Just answer the question, avoid saying "Based on the context provided" before answering.
If the context doesn't contain the answer, say "I don't know"
"""

# Define our RAG prompt template. This is the prompt that will be used to generate the response.
RAG_PROMPT_TEMPLATE: str = """
Using the context below, answer the question.

<context>
{context}
</context>

<question>
{question}
</question>

Remember, if the context doesn't contain the answer, say "I don't know".
"""

MODEL_ID: str = "us.anthropic.claude-3-5-haiku-20241022-v1:0"

def call_bedrock(prompt: str) -> str:
    # Create the message in Bedrock's required format
    user_message: Dict[str, Any] = { "role": "user","content": [{ "text": prompt}] }
    # Configure model parameters
    inference_config: Dict[str, Any] = {
        "temperature": .4,
        "maxTokens": 1000
    }

    # Send request to Claude Haiku 3.5 via Bedrock
    response: Dict[str, Any] = bedrock.converse(
        modelId=MODEL_ID,  # Using Sonnet 3.5 
        messages=[user_message],
        system=[{"text": SYSTEM_PROMPT}],
        inferenceConfig=inference_config
    )

    # Get the model's text response
    return response['output']['message']['content'][0]['text']

# Helper function to call bedrock
def do_rag(input_question: str) -> str:
    # Retrieve the context from the vector store
    retrieval_results: List[RetrievalResult] = coffee_vector_store.retrieve(input_question)
    # Format the context into a string
    context: str = "\n\n".join([result.document for result in retrieval_results])
    # Create the RAG prompt
    rag_prompt: str = RAG_PROMPT_TEMPLATE.format(question=input_question, context=context)
    # Call Bedrock with the RAG prompt
    return call_bedrock(rag_prompt)

Now lets ask questions using our knoweldge base.

In [None]:
questions: List[str] = [
    "How is cold brew coffee made?",
    "What is pour over coffee?"
]

for question in questions:
    print(f"\nQuestion: {question}")
    # Retrieve the context from 
    response = do_rag(question)
    print("\nAnswer:")
    print(response)

Great! We were able to answer the first question. However, information about pour over coffee doesn't exist in our vectorDB so the model says it doesn't know. Let's add some knowledge to the database

## Adding New Knowledge

In [None]:
new_knowledge = """
Pour Over is a method of brewing coffee where hot water is poured over ground coffee in a filter. This method gives the brewer complete control over brewing time and water temperature, leading to a clean, flavorful cup of coffee.
"""

# Reuse the same text splitter and collection wrapper to add new knowledge
new_texts: List[RAGChunk] = text_chunker.chunk_text(new_knowledge)
coffee_vector_store.add_chunks_to_collection(new_texts)

# Test new knowledge
question: str = "How is pour over coffee made?"

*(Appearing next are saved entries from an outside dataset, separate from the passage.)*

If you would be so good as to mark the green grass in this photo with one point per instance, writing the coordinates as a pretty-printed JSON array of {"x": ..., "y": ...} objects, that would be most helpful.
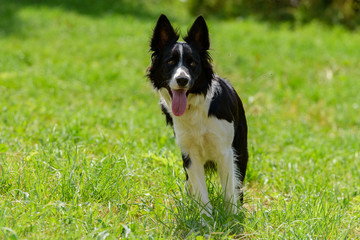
[{"x": 83, "y": 148}]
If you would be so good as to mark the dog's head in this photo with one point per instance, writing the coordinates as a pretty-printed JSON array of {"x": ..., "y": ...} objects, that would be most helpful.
[{"x": 180, "y": 67}]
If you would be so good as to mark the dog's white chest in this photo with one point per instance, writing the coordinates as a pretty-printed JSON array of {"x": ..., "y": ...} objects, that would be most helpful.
[{"x": 198, "y": 134}]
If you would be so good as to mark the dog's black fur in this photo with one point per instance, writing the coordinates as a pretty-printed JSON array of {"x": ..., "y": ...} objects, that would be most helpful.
[{"x": 186, "y": 66}]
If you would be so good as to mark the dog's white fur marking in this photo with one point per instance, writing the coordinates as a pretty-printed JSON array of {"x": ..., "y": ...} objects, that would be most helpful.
[
  {"x": 205, "y": 138},
  {"x": 179, "y": 70}
]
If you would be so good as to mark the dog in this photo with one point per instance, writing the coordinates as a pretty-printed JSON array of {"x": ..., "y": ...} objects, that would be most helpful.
[{"x": 204, "y": 110}]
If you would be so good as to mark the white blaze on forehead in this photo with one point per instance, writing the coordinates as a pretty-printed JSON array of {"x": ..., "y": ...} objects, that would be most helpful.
[{"x": 180, "y": 70}]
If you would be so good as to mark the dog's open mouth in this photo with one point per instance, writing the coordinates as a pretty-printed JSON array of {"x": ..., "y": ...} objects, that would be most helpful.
[{"x": 179, "y": 101}]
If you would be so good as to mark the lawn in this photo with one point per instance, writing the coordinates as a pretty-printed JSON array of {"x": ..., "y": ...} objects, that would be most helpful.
[{"x": 84, "y": 151}]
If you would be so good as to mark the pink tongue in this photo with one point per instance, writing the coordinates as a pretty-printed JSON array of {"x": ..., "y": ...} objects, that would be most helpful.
[{"x": 179, "y": 102}]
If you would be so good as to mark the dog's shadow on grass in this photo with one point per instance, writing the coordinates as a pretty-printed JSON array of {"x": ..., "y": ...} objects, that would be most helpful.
[{"x": 187, "y": 221}]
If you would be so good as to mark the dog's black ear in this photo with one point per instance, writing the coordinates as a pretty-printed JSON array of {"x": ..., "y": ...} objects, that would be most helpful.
[
  {"x": 198, "y": 34},
  {"x": 163, "y": 35}
]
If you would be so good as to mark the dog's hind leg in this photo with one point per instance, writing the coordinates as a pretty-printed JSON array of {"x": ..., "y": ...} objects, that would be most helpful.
[{"x": 226, "y": 170}]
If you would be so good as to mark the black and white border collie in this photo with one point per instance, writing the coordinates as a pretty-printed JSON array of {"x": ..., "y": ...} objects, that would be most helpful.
[{"x": 204, "y": 110}]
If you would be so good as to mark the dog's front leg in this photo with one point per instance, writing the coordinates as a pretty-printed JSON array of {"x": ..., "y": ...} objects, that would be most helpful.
[{"x": 196, "y": 183}]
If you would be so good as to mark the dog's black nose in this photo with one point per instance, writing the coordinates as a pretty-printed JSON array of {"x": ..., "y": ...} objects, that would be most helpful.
[{"x": 182, "y": 81}]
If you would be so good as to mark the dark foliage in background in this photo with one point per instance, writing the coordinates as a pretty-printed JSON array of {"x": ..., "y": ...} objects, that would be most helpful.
[{"x": 345, "y": 12}]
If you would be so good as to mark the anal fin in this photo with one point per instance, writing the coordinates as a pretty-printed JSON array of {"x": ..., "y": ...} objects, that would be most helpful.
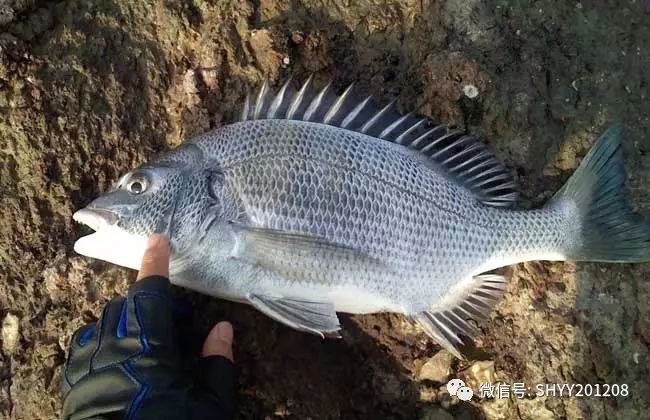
[
  {"x": 448, "y": 321},
  {"x": 316, "y": 317}
]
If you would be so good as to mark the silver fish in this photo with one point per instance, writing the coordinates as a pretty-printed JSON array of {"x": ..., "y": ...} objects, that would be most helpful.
[{"x": 316, "y": 203}]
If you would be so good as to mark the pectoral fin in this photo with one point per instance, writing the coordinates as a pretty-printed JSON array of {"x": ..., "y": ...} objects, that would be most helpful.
[{"x": 316, "y": 317}]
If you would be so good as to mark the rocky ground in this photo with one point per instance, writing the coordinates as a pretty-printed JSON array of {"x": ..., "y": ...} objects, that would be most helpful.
[{"x": 91, "y": 88}]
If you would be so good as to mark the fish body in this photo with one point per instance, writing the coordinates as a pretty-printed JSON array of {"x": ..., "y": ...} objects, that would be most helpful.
[{"x": 315, "y": 204}]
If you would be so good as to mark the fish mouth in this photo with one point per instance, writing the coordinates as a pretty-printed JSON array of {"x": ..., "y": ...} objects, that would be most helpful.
[{"x": 96, "y": 219}]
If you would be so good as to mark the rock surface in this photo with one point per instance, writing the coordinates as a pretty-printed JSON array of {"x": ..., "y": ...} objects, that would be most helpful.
[{"x": 91, "y": 88}]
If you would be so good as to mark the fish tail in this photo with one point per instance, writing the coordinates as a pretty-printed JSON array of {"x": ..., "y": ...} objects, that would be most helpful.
[{"x": 608, "y": 230}]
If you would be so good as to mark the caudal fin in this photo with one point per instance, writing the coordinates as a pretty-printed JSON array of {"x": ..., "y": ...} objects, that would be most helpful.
[{"x": 609, "y": 230}]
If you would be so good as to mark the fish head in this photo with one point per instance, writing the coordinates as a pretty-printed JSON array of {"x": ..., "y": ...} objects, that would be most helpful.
[{"x": 166, "y": 196}]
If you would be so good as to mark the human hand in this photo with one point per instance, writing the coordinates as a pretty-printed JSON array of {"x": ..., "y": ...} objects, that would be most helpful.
[{"x": 128, "y": 365}]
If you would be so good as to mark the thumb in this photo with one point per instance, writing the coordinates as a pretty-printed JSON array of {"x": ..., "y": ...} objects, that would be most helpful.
[
  {"x": 219, "y": 341},
  {"x": 155, "y": 261}
]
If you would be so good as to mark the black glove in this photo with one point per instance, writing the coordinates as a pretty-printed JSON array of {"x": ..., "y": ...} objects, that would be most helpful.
[{"x": 129, "y": 365}]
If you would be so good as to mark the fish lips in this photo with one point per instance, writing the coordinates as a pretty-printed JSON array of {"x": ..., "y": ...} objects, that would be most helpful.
[
  {"x": 109, "y": 242},
  {"x": 96, "y": 219}
]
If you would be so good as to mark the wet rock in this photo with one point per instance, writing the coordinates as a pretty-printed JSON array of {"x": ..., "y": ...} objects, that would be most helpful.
[
  {"x": 438, "y": 368},
  {"x": 10, "y": 333},
  {"x": 479, "y": 373},
  {"x": 435, "y": 413}
]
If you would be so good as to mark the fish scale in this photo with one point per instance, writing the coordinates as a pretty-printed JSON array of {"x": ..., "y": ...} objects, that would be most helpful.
[
  {"x": 392, "y": 213},
  {"x": 316, "y": 203}
]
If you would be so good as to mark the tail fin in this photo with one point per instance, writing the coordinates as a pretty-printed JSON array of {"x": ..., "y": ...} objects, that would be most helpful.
[{"x": 610, "y": 230}]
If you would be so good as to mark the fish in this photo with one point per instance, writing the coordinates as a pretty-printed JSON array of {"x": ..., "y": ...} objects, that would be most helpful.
[{"x": 317, "y": 202}]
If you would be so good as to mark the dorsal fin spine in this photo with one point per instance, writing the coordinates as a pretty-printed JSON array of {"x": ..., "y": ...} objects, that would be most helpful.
[
  {"x": 455, "y": 143},
  {"x": 259, "y": 104},
  {"x": 247, "y": 107},
  {"x": 297, "y": 101},
  {"x": 463, "y": 157},
  {"x": 400, "y": 139},
  {"x": 372, "y": 121},
  {"x": 394, "y": 125},
  {"x": 355, "y": 112},
  {"x": 316, "y": 102},
  {"x": 415, "y": 143},
  {"x": 279, "y": 98},
  {"x": 331, "y": 114}
]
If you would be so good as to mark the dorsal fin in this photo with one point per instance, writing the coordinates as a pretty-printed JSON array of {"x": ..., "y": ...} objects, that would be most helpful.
[{"x": 462, "y": 157}]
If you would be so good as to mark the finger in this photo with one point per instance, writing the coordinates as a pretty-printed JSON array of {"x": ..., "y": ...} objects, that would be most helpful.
[
  {"x": 155, "y": 261},
  {"x": 219, "y": 341}
]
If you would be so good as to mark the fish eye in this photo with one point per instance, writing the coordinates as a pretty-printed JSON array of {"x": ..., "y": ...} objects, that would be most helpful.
[{"x": 137, "y": 184}]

print(f"\nQuestion: {question}")
response = do_rag(question)

print("\nAnswer:")
print(response)

## Exercise

Now it's your turn! Try creating a knowledge base about a topic you're interested in:

1. Write 3-4 paragraphs about your chosen topic
2. Process the text using the text splitter
3. Add data user the chroma wrapper.
4. Test with different questions

Remember: The quality of the answers depends on the quality and relevance of the information in your knowledge base!